Should ED Be Held to ICU Standard of Care?

One legal question is what standard of care the ED would be held to in the event of a lawsuit involving an admitted boarded patient's bad outcome. "We cannot meet the ICU standard of care, not because we don't want to, but because we do not have the resources. We are an ED. We are not here for the people who are going to be here for the next three days. We are here for the next urgent patient who comes in," says Frank Peacock, MD, vice chief of emergency medicine at The Cleveland (OH) Clinic Foundation.

EDs typically lack equipment and the ability to perform invasive or noninvasive testing. "It is folly to think that the ED provides anything like the standard of care of any unit. It is absurd for anyone to expect that the ED would provide that level of care," says Peacock. "That's why I have a 60-bed ED in a 1,460-bed hospital."

For this reason, Peacock believes the ED legally would be held to the standard of care for the ED, not an ICU. "But the next question is, 'So why didn't they have an internal medicine doctor come down from upstairs?' And that's a difficult one for me to answer," says Peacock. "You are now in the position of having to throw the hospital—your employer—under the bus."

In this scenario, no one wins. "The patient is harmed, the ED physician is left holding the bag, and the hospital gets to join him," says Peacock. "We take care of emergencies—we are not chronic care people. The crises should take priority and because they do, chronic care patients get ignored. That's why it's a bad place to put a chronic care patient, unless you want to put a whole lot more staff down in the ER, and a whole lot more beds."

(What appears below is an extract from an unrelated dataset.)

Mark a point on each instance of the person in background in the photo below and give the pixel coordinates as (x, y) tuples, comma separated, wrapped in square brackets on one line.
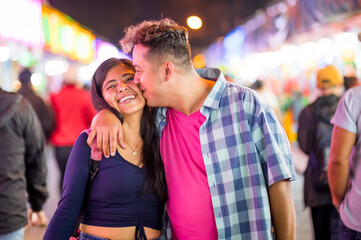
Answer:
[(127, 195), (349, 82), (43, 111), (73, 113), (23, 167), (227, 160), (314, 139), (344, 169)]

Plaintiff Argues Otherwise

A plaintiff's attorney presumably would argue that the patient was admitted to an ICU, precisely because ICUs are equipped to provide services that you can't get on an ordinary floor, much less the ED. "They will argue that the fact that you chose to house this patient in the ED is your business, but he was entitled to ICU carethat is why he was admitted," says Joseph P. McMenamin, MD, JD, FCLM, a partner at Richmond, VA-based McGuireWoods and a former practicing emergency physician. "So the dopamine drip that would have been provided there, is what you should have done."

Although ED nursing staffing is based on census and history, these calculations don't take into account admitted patients. "You assign staff based on when you think you're going to need them, but all of that presupposes that an admission is no longer your baby—the admission is upstairs. If that's not true, then your calculations can't be right," says McMenamin.

If the ED averages 10 patients at a time, which is the number that two nurses can handle, those same two nurses presumably won't be able to handle 15 or 20 patients. "If you had twice as many patients and didn't increase the number of nurses, there may be a host of good reasons for that. But I can easily see a plaintiffs' attorney making hay out of it," says McMenamin.